An example of GV transcription. Here's what I said:
This chapter describes methods and data sources for the book. My goal is to describe the logic behind the research design. The focus here is validity: what types of conclusions can we draw from these data? Technical details---of which there are many---are saved for appendices.

Here's what Google thought I said:
This chapter just tries messages and data sources for the book. My goal is to describe the logic behind the research design. The focus here is validity. What types of conclusions. Can we draw from the Yeah, technical details. I wish there are many her saved for the appendicitis.
In fairness, Google just got into this business in the last year or so. I'm sure their transcription will get better over time. But for the moment, "I wish there are many her saved for the appendicitis."

Saturday, November 20, 2010

Anybody have any experience with dictation software?

Faced with writing a 200-page thesis in the next year, I'm toying with the idea of getting myself a voice recognition software package. Dragon seems to be the industry leader. Here's a demo.

The software seems to work, is getting good reviews on Amazon, and is not terribly expensive. On the other hand, it seems like it might be hard to find a place to talk loudly to oneself and a computer for long periods of time. It also seems likely that training the software and editing its mistakes could be pretty time consuming. Also, Dragon seems built with MS Office in mind. Given that I lean open source (and don't even have Office on my laptop), would it work for me?

Bottom line: would this be more like the digital stylus I got a few months ago (and use all the time)? Or the extra external hard drives I got a year before that (and have only booted up to make sure they work)?


So I'm on the fence. I really wish Dragon had a trial version. Anybody have anything to add here?

PS: Yes, I do know that one episode of The Office. (Dwight: "Cancel card. Can-suhl car-Duh.")

PPS: How long do you think until a viable open-source option opens up? Probably at least a couple years, unless someone like Google decides to launch a free version. They seem to be making moves in that direct (see here for an easy application, and here for a broader one).

Friday, November 19, 2010

Training a text classifier

I've been doing a lot of work with text classifiers lately. (See this post for an example.) It's an interesting process blending intuition, text, and math in some nifty ways.

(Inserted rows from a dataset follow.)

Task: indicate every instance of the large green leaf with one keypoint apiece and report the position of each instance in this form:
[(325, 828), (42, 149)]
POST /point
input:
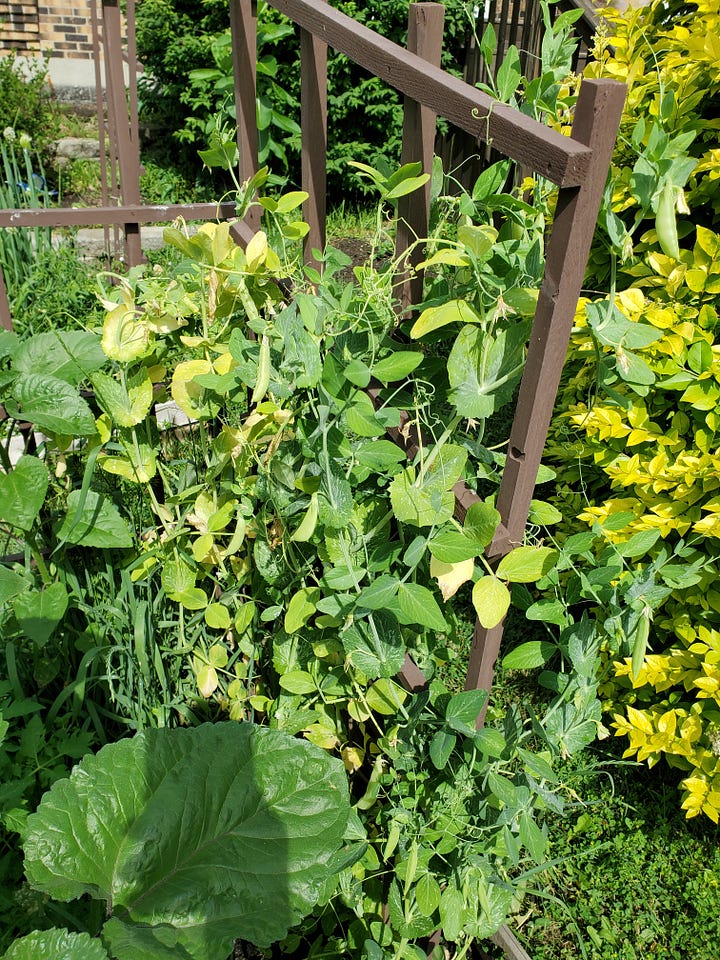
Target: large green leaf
[(51, 404), (375, 646), (38, 612), (193, 837), (96, 522), (22, 492), (484, 369), (56, 945), (69, 355)]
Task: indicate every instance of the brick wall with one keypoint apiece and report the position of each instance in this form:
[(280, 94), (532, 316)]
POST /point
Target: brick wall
[(58, 28)]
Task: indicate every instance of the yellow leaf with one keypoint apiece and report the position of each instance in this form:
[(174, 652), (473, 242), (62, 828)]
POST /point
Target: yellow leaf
[(451, 576)]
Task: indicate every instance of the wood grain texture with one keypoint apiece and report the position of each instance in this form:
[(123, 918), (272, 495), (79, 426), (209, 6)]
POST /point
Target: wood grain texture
[(560, 159)]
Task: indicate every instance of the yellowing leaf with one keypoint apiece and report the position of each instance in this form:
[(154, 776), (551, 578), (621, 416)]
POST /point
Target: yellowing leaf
[(491, 599), (125, 338), (187, 394), (451, 576)]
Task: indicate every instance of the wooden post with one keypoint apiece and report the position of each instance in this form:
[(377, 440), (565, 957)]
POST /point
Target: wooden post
[(128, 151), (243, 29), (597, 118), (425, 35), (313, 119)]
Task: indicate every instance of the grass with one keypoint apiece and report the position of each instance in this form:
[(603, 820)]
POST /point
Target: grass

Anyway, I was going to spell out how it all works in a blog post, but I got side tracked making an illustration, and now I'm out of time for blogging. But I like the illustration. More to come...

Thursday, November 4, 2010

Starting to get some dissertation results...

Apologies for the long delay between posts. Stock excuse: "Dissertation... blah blah blah..."

Actually, I'm starting to get some nifty results from my dissertation. I've spent a long summer writing surveys and software, and in the next few weeks I hope to have something to show for it. Exhibit A: a word cloud for an automated classifier of political content.


Orange words are associated with political content, and blue words are disassociated. The size of a word denotes the strength of association -- essentially, the size of each word corresponds to the absolute value of the beta value of the word in a logistic regression with "political-ness" as the dependent variable. The layout of the words is done by computer algorithm to conserve space; it doesn't carry any important information.

I used wordle for the layout. The classifier runs regularized logistic regression using the scikits.learn package for python. The training data is from a team of undergraduate research assistants.